Health not separate from quality of life

Dear Editor:

The ongoing problems with the Alberta health care system, the recent or not-so-recent, emergency room crisis and MLA Dr. Raj Sherman’s frustration with the politics of health care in Alberta, suggest several questions to me.

If the health care system is overwhelmed at times, who are the people accessing the health care system most frequently and why is this happening?

The answer to that question has been known for a while. It is those who struggle to survive, people who have little financial or material resources; for the most part, the same people who struggle in the school system and exit early, typically working poor people, who despite two jobs are still below the poverty line. I heard a report recently that 80 per cent of poor people are single mothers trying to raise their children. Poverty is the one clear indicator of poor health and early death.

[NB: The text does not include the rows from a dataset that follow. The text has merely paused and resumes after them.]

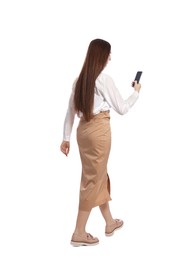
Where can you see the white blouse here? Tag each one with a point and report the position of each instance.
(106, 96)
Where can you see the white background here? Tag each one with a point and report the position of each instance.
(152, 161)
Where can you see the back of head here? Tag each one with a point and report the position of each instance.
(95, 61)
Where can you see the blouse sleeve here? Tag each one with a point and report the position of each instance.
(69, 118)
(114, 98)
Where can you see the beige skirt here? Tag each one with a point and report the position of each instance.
(94, 142)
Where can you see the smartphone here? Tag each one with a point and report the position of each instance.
(137, 77)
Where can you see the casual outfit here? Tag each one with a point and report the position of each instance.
(94, 141)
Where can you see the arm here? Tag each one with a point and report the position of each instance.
(68, 124)
(114, 98)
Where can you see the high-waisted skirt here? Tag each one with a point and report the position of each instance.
(94, 142)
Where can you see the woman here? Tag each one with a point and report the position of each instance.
(93, 95)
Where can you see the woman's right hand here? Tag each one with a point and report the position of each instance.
(137, 86)
(65, 147)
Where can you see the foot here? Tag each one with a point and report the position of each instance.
(84, 240)
(109, 229)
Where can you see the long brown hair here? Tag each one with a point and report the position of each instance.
(95, 61)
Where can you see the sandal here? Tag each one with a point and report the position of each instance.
(109, 230)
(84, 240)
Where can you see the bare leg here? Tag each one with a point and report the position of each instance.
(105, 211)
(82, 218)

In an interesting combined federal/provincial project in Dauphin, Man. from 1975 to 1980, people’s income in that community was topped off above the poverty line. Despite the loss of a job or poor farming income they could survive on a living income. The results of the project were interesting. Poverty disappeared, arrests went down and so did hospital admissions; fewer people were incarcerated and school dropout rates decreased. There were significant savings on the part of community services. People were empowered enough by the support they received that significantly fewer dysfunctional behaviours occurred, including an improvement in their health status.

I watched a YouTube presentation by Hugh Segal, a Progressive Conservative senator in Ottawa, speak on this subject. His closing comment was that poverty in this province and this country will make us bankrupt; we can’t afford it. Health is not a separate issue from quality of life and income.

We need to step beyond the silos that limit our vision to recognize that childcare, education, income, health and healthy behaviour are all connected. We might know this stuff instinctively. The question is how to we make our elected representatives act upon it.